Hakimliklerin kurulmasının ardından savcılık, 25 Aralık dosyasında görev alan örgüt mensubu polislere yönelik önce 22 Temmuz 2014'te, ardından 1 Eylül 2014'te operasyonlar düzenledi.
İstanbul Cumhuriyet Başsavcılığı hem 17 Aralık hem de 25 Aralık operasyonunu düzenleyen o dönemin emniyet müdürleri ve FETÖ elebaşı hakkında iki ayrı iddianame düzenledi. İstanbul 14. Ağır Ceza Mahkemesi "17 Aralık kumpas" davasını, İstanbul 13. Ağır Ceza Mahkemesi de "25 Aralık kumpas" davasını karara bağladı.
FETÖ'CÜLERE VERİLEN CEZALAR
İstanbul 13. Ağır Ceza Mahkemesi, terör örgütü elebaşı firari Fetullah Gülen, ABD'deki Hakan Atilla davasında tanıklık yapan Hüseyin Korkmaz ile eski Emniyet Müdürü Yakub Saygılı'nın da aralarında bulunduğu 71 sanıklı "25 Aralık darbeye teşebbüs" davasına ilişkin kararını 24 Aralık 2018'de verdi.
Mahkeme heyeti, sanıklar Yakub Saygılı, Kazım Aksoy, Yasin Topçu, Mahir Çakallı, Arif İbiş, Mustafa Demirhan, Mehmet Habib Kunt, İbrahim Şener, Mehmet Fatih Yiğit ve Mehmet Akif Üner'in "cebir ve şiddet kullanarak Türkiye Cumhuriyeti Hükümetini ortadan kaldırmaya veya görevlerini yapmasını kısmen veya tamamen engellemeye teşebbüs" suçundan ağırlaştırılmış müebbet hapis cezasına çarptırılmasını kararlaştırdı.

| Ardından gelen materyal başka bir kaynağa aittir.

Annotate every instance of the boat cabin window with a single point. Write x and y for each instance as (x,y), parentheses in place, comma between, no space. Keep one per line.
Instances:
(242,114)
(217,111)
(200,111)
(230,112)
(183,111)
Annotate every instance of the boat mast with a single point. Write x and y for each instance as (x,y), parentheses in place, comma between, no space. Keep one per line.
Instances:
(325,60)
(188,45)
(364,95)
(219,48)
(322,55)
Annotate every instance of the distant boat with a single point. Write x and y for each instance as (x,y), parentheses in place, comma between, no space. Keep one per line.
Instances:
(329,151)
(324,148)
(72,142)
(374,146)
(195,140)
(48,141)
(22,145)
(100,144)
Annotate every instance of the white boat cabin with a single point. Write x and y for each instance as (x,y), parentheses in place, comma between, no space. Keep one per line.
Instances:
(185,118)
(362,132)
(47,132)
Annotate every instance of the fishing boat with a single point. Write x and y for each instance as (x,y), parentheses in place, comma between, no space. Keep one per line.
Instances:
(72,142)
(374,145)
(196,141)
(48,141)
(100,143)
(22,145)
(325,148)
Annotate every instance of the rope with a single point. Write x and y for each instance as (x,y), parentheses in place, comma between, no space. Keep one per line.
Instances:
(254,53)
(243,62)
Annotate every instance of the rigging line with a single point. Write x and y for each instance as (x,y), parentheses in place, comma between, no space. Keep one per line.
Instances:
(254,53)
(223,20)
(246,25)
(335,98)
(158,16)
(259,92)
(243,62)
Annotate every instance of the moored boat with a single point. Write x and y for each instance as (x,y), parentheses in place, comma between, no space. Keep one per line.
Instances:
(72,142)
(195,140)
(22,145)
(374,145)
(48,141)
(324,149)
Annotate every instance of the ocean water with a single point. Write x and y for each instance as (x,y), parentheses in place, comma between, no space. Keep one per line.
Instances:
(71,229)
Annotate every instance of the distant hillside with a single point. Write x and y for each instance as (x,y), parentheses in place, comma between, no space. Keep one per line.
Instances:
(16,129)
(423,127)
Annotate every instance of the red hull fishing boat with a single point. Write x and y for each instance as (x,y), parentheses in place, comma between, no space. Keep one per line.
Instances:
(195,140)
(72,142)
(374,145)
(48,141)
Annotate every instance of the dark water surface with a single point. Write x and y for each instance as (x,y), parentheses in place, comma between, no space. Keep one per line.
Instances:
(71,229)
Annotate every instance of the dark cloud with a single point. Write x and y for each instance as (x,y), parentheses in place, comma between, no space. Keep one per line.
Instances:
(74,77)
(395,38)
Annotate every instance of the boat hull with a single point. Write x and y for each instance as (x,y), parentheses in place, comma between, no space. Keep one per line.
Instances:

Sanıklar Yakub Saygılı, Kazım Aksoy, Yasin Topçu, Arif İbiş, Mehmet Habib Kunt, İbrahim Şener, Mehmet Fatih Yiğit ve Mehmet Akif Üner'i "özel hayatın gizliliği ihlal" ve "haberleşmenin gizliliğini ihlal" suçlarından ayrı ayrı toplam 127 yıl 4 ay 15 gün hapis cezasına çarptıran mahkeme, Mustafa Demirhan'a da bu suçlardan toplam 131 yıl 10 ay 15 gün hapis cezası verdi.
Firari sanıklar FETÖ elebaşı Fetullah Gülen, ABD'deki Hakan Atilla davasında tanıklık yapan Hüseyin Korkmaz, eski Emniyet Müdürü Hamza Tosun ile Sinan Dursun, Engin Filiz ve Sinan Sağyalavaç'ın dosyasının tefrik edilmesine karar veren heyet, 24 sanığın tüm suçlardan beraatine, diğer sanıkların da benzer suçlardan çeşitli oranlarda hapis cezasına çarptırılmasına hükmetti.
İstanbul 14. Ağır Ceza Mahkemesi de örgüt elebaşı Gülen ile eski emniyet müdürleri ve Hüseyin Korkmaz'ın da aralarında bulunduğu 10'u tutuklu, 6'sı firari 67 sanığın yargılandığı davaya ilişkin 18 Mart 2019'da karar verdi.
Mahkeme heyeti, Yakub Saygılı, Kazım Aksoy, Yasin Topçu, Nazmi Ardıç, İbrahim Şener, Mehmet Akif Üner, Arif İbiş, İsmail Arpacı, Mustafa Demirhan, Mehmet Sait Sevinç, Ahmet Kalender, Ahmet Üzümcü, Ayhan Arıkanoğlu, Duran Denizci ve Adem Atik'in "Türkiye Cumhuriyeti Hükümetini ortadan kaldırmaya teşebbüs" suçundan ağırlaştırılmış müebbet hapisle cezalandırılmasına hükmetti.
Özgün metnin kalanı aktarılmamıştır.